Eating Disorder Awareness Week: What it’s like to be a Muslim woman with an eating disorder during Ramadan

For Muslims living with an eating disorder, Ramadan poses complex issues and heightened risks — risks that Bahar, a 23-year-old Melbournian, is all too familiar with.

The post-graduate student, who prefers to be known by her first name, has been living with an eating disorder for the past decade.

As a Muslim, her struggle intensifies around Ramadan and Eid al-Fitr, the celebration that marks the end of the month of fasting.

Two years ago, Bahar told her mother about her illness, but few of her friends and family know.

“I’m considered the oldest in the family so I’m meant to have my stuff together,” she says.

“Something my dad’s always said is: ‘We don’t have to worry about you, you’ll always be fine.’ When I actually had to come out to them about it, it was just heart-breaking, because I feel like I’d disappointed them.”

When fasting triggered a relapse

Last year Bahar, thinking she’d recovered, decided to fast for Ramadan.

“I really tried last year to do it properly,” she says. “I had thought I was coming out of my eating disorder, and I thought I was getting good.

“But my mum pulled me up on it … she said: ‘If you’re not breaking fast at sunset, it doesn’t count, you’re still ill.'”

Phillipa Hay, a clinical psychiatrist and the chair of mental health at Western Sydney University’s School of Medicine, says cultural practices can be used to justify internal motivations.

Professor Hay has worked with Muslim communities and says exemptions from the fast are available for those who ask.

Often, however, Muslims with eating disorders won’t ask, “because the nature of the eating disorder is that fasting is seen as a positive thing”.

“There’s quite a tricky pathway to help the person not use Ramadan to continue or exacerbate their eating disorder,” she says.

The challenge of a nightly feast

It’s not just fasting that poses risks for those affected by eating disorders.

Nightly iftars, communal banquets at which Muslims break the fast, and the feasting celebrations of Eid al-Fitr can also be difficult situations.

“It’s conflicting because I love dinner settings and lunch settings, I like that communal energy,” Bahar says.

“I just know I will take part in it, but then the next few days I just won’t eat to balance everything that I’d ingested.”

Christine Morgan, the chief executive of the Butterfly Foundation, a national charity raising awareness around eating disorders, says people suffering or recovering from disorders often find feasts a challenge.

“Part of the support and recovery service is being able to help somebody navigate through that,” she says.

“To understand that food is something celebrated and how to navigate through times when there is a plethora of food is part of the strategy of learning to live with a disorder.”

Current data indicates that 4 per cent of Australians are experiencing eating disorders at any given time, but less than 25 per cent are receiving treatment.

Bahar admits she fits into this trend, having only sought professional counselling in the last few months.

“It’s just a bit of a struggle to unload everything, having not done it before, especially to someone who’s so far from my ethnicity and religion,” she says.

“But that also in some way makes me feel like she’s giving a more objective perspective.”

Eating disorders ‘know no boundaries’

While eating disorders may have been traditionally associated with a specific demographic, Ms Morgan explains the conditions — which can manifest as anorexia nervosa, bulimia nervosa, binge eating disorder or an atypical disorder — can affect anyone.

“People tend to think of eating disorders as predominantly affecting adolescent girls, but eating disorders know no boundaries in terms of age, sex, socio-economic groups,” Ms Morgan says.

Nuts on special for end of Ramadan.
PHOTO: The end of day feast can be just as difficult as the sunrise to sunset fast. (ABC News: Margaret Burin)

“There seems to be some personality traits which are more common.

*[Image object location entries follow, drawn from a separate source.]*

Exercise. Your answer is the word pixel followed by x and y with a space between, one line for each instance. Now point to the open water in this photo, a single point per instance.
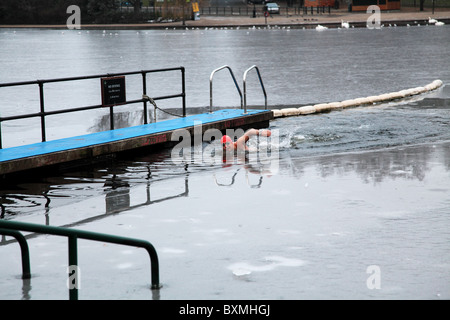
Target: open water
pixel 350 192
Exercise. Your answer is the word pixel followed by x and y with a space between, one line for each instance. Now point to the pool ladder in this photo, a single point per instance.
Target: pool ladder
pixel 243 97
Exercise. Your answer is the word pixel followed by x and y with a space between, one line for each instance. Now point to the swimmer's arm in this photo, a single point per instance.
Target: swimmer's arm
pixel 241 142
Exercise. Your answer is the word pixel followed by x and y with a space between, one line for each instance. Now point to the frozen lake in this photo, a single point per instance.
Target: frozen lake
pixel 355 195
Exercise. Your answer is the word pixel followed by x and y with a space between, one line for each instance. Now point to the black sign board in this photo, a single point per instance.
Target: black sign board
pixel 113 91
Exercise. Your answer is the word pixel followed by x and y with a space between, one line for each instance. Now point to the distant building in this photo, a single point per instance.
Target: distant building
pixel 362 5
pixel 319 3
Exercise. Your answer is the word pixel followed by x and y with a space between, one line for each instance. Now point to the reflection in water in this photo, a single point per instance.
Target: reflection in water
pixel 376 166
pixel 123 179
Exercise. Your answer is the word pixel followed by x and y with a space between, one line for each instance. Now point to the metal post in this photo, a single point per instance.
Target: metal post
pixel 144 92
pixel 25 252
pixel 111 118
pixel 1 147
pixel 183 88
pixel 73 261
pixel 42 109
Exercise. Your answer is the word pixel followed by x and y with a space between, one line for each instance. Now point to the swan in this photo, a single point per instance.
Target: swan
pixel 320 28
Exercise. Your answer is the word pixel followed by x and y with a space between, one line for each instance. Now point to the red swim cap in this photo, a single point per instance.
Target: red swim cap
pixel 225 139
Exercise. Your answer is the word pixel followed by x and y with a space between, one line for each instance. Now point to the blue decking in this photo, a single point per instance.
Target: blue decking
pixel 111 136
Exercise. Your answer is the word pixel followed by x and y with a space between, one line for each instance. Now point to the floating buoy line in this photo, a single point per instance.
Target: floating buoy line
pixel 371 100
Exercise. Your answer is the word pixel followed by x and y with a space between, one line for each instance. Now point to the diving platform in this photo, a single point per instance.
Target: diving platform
pixel 94 145
pixel 89 148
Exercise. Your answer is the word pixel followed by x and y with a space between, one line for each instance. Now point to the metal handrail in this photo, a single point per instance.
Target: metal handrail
pixel 245 87
pixel 42 113
pixel 210 85
pixel 73 235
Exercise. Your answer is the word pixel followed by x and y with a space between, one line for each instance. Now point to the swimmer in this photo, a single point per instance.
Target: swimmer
pixel 241 143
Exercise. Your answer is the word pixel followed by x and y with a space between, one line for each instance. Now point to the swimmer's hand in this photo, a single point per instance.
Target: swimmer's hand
pixel 265 133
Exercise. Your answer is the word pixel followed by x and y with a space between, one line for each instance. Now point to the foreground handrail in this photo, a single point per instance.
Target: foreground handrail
pixel 73 235
pixel 210 85
pixel 43 113
pixel 245 87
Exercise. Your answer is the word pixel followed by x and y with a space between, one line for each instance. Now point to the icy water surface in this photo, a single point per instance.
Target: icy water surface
pixel 350 192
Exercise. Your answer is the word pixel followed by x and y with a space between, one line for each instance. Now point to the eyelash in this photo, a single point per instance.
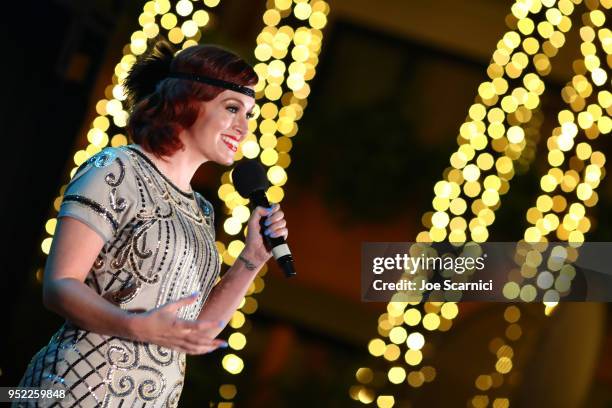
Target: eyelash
pixel 235 109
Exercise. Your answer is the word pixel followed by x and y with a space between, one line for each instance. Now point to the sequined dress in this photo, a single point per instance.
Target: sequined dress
pixel 159 247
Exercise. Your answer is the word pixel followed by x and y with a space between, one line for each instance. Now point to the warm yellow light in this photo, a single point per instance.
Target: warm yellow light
pixel 376 347
pixel 396 375
pixel 237 341
pixel 232 363
pixel 415 341
pixel 201 18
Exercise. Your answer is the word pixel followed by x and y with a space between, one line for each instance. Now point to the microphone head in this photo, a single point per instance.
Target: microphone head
pixel 249 176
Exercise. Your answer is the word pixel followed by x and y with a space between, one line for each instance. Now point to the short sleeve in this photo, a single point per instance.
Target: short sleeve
pixel 102 193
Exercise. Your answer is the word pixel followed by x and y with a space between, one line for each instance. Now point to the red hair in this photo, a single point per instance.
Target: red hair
pixel 162 107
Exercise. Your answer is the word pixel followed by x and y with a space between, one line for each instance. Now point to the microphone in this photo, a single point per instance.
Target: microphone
pixel 251 182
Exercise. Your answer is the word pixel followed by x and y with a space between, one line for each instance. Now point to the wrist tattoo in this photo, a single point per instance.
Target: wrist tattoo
pixel 248 264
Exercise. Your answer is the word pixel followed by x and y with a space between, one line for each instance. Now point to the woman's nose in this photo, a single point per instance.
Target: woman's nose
pixel 241 126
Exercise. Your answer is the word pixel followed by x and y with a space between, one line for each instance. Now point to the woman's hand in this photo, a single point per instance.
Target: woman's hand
pixel 161 326
pixel 275 226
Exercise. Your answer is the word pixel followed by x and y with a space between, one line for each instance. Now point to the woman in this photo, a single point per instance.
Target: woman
pixel 134 261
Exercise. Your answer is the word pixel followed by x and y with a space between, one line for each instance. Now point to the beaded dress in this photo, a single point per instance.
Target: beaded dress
pixel 159 247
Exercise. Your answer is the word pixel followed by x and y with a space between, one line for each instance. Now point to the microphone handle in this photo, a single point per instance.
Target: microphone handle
pixel 279 247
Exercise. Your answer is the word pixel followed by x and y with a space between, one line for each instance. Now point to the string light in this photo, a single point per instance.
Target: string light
pixel 505 121
pixel 287 62
pixel 566 217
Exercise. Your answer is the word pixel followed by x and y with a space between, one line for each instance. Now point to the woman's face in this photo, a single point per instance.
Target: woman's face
pixel 221 125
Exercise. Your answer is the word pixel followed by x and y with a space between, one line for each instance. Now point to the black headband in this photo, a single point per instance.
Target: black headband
pixel 214 82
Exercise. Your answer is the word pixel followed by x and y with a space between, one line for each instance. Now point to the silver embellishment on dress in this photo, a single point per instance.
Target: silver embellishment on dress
pixel 103 159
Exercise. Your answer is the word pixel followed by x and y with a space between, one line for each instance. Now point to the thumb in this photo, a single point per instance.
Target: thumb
pixel 175 305
pixel 257 214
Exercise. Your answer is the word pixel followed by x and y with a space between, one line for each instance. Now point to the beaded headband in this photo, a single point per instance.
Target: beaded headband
pixel 214 82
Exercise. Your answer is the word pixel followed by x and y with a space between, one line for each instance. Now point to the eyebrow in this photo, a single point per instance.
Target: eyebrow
pixel 231 98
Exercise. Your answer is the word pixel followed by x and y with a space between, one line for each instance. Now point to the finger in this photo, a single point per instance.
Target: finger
pixel 200 341
pixel 197 325
pixel 175 305
pixel 275 217
pixel 284 232
pixel 192 348
pixel 276 226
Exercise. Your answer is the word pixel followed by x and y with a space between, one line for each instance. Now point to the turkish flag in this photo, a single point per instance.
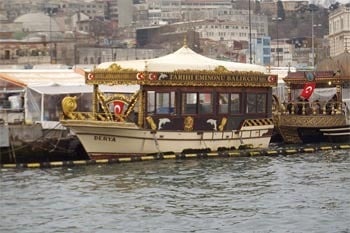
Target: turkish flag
pixel 118 107
pixel 308 90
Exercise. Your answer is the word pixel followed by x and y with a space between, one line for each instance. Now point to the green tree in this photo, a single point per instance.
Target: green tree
pixel 280 10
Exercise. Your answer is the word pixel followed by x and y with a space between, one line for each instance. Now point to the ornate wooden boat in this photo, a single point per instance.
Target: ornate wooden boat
pixel 316 109
pixel 186 103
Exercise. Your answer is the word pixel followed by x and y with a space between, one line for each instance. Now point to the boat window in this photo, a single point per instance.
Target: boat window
pixel 229 103
pixel 235 103
pixel 256 103
pixel 189 103
pixel 223 103
pixel 165 102
pixel 205 103
pixel 150 101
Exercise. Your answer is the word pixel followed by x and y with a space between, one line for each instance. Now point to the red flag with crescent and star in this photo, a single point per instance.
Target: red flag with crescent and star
pixel 118 107
pixel 309 88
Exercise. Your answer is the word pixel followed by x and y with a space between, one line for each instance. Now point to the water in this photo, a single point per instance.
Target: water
pixel 296 193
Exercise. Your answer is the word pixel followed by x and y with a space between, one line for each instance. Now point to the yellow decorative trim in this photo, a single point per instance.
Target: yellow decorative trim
pixel 222 124
pixel 188 123
pixel 151 123
pixel 69 105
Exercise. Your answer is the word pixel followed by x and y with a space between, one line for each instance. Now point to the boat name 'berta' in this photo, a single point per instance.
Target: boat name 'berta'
pixel 205 77
pixel 104 138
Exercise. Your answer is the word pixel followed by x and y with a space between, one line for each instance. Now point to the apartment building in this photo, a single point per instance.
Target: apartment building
pixel 339 30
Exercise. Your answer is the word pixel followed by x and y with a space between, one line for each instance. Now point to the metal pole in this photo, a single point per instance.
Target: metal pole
pixel 50 47
pixel 312 39
pixel 250 35
pixel 278 55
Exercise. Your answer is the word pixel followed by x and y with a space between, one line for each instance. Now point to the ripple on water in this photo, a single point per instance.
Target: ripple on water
pixel 296 193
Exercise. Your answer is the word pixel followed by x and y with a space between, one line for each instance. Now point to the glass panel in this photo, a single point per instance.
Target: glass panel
pixel 150 101
pixel 261 103
pixel 172 102
pixel 223 103
pixel 189 103
pixel 235 103
pixel 163 103
pixel 251 103
pixel 205 103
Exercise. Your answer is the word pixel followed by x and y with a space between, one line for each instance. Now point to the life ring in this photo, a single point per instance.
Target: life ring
pixel 153 76
pixel 140 76
pixel 91 76
pixel 271 79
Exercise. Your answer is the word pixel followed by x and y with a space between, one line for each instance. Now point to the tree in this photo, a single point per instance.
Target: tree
pixel 280 10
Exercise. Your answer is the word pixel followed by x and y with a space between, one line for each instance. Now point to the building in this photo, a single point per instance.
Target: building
pixel 339 30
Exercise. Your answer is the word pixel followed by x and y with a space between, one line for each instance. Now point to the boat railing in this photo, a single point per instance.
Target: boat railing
pixel 312 108
pixel 86 116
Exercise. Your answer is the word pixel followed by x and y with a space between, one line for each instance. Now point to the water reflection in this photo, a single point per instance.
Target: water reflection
pixel 296 193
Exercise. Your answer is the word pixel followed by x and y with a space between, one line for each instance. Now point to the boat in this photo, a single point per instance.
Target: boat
pixel 186 103
pixel 29 114
pixel 316 109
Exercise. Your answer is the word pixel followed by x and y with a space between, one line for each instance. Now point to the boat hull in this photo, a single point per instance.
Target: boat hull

Traits such perfectionism, high achievers and attention to detail will often accompany someone who has an eating disorder.”

Bahar says that although her eating disorder went largely undetected, “being thin” became part of her identity.

“It was something that people would always compliment,” she says. “I come from a very big family and it was always just assumed that I was always that thin.”

Self-care and a regular eating routine

For many Muslims, Ramadan is an opportunity to express self-control, and this year for Bahar that means self-care and a regular eating routine.

“Fasting, in itself, is not the only way to participate in Ramadan,” she says.

“Sadly, some of us were not created in the perfect image, but that does not mean we don’t try to partake in our understandings of Islam. I believe Allah, who we speak of as all compassionate, makes concessions for this.

“There are codes in the Koran that say if you are ill, if you are travelling, if you’re pregnant, if you’re menstruating — there are so many factors for you not to need to fast.”

“I need to come to terms with that: an eating disorder is an eating disorder, and they’ll fit me in the category of someone that’s exempt of fasting.”

Despite the difficulties and risks involved in fasting, Bahar hopes to one day participate in all aspects of Ramadan.

“I think that would not only be a testament to my relationship with my religion, but also it would for myself to prove to me that I’m doing OK and that I’m out of the battle.”